In various countries of the world, various cancers have always been one of the main causes of human death. In addition to surgical removal of lesions, radiation therapy is also an important method for treating cancer.

Early radiotherapy mostly used photon knives (X-rays, gamma rays) to illuminate cancer cells, but in addition to harming cancer cells, photon knives can easily damage normal cells next to cancer cells, thus directing radioactive materials. Targeted treatment of specific targets was proposed, one of which was Boron Neutron Capture Therapy (BNCT).

Boron is a metalloid and the chemical symbol is represented by B. It is currently known that there are nine isotopes of boron, of which boron 10 ( ¹⁰ B) and boron 11 ( ¹¹ B) are stable. Boron 10 absorbs thermal neutrons and forms boron 11 transiently, and then alpha decays and releases alpha particles or gamma rays. Therefore, the reactant containing boron 10 is first attached to the target cancer cells and then irradiated with thermal neutrons. The reactants produce alpha particles or gamma rays and cause damage to cancer cells.

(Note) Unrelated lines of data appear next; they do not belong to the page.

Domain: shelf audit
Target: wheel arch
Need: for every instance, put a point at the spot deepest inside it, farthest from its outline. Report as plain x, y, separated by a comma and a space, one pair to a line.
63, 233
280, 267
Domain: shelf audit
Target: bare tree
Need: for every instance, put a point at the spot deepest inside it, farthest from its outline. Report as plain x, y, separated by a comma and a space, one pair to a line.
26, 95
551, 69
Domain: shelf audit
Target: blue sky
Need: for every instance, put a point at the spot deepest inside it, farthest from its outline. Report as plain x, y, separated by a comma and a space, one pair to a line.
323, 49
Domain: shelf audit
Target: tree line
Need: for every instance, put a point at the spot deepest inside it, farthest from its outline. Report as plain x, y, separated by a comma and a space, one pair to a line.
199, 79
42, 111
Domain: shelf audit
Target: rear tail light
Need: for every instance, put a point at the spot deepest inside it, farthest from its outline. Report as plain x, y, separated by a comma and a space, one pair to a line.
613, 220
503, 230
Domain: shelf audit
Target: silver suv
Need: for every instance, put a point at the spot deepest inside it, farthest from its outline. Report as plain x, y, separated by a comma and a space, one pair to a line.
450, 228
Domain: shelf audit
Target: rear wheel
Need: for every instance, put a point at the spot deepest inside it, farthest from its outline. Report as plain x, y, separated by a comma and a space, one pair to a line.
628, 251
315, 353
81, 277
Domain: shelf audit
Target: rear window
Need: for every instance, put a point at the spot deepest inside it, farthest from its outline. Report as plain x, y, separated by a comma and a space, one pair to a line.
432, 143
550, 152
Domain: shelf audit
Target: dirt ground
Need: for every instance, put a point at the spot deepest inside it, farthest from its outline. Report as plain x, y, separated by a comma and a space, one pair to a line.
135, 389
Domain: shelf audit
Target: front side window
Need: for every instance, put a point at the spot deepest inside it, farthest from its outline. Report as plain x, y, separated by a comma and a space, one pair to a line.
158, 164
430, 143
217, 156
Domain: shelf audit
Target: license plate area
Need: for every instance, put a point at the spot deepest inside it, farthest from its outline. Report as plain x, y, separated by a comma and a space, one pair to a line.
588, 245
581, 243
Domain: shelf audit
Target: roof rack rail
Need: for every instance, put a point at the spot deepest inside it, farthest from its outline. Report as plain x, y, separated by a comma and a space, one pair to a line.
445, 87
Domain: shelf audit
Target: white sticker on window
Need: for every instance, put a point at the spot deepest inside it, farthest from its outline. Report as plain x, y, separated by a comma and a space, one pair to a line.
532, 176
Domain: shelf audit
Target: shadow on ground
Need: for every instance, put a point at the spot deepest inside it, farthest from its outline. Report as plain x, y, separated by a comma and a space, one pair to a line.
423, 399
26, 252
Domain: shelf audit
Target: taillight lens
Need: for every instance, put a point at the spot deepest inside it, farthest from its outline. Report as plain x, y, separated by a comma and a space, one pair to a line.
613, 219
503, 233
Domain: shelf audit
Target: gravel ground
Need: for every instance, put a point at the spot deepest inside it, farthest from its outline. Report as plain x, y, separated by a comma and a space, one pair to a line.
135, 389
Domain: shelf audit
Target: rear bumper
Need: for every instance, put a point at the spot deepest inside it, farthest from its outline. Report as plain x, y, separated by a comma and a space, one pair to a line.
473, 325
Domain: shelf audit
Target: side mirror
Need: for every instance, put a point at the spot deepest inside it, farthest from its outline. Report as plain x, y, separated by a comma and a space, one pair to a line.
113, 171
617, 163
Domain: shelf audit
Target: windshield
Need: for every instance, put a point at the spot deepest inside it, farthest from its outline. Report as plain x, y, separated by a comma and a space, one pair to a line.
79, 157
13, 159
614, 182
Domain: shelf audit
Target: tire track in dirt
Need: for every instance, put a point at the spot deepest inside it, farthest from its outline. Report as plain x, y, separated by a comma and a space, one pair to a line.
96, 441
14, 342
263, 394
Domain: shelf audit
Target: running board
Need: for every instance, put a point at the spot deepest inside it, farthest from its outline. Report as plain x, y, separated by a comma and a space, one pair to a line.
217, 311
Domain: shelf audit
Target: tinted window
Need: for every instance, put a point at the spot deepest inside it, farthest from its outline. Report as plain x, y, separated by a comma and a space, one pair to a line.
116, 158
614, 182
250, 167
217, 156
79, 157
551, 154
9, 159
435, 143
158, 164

At present, the neutron source commonly used in the boron capture neutron method is divided into two types, one is to make a thermal neutron in a nuclear fission reactor or a proton generated by a reaction furnace to hit a target to generate thermal neutrons. The neutron beam generated by this method The flow rate is high and the effect is good, but it is very expensive, and the nuclear waste generated by nuclear fission is still difficult to solve until now; the other is that the synchrotron generates protons and the protons hit the special target to emit thermal neutrons. This method will not have nuclear waste. The problem, but the resulting neutron beam flow is not as good as the neutron beam produced by the nuclear splitting reactor.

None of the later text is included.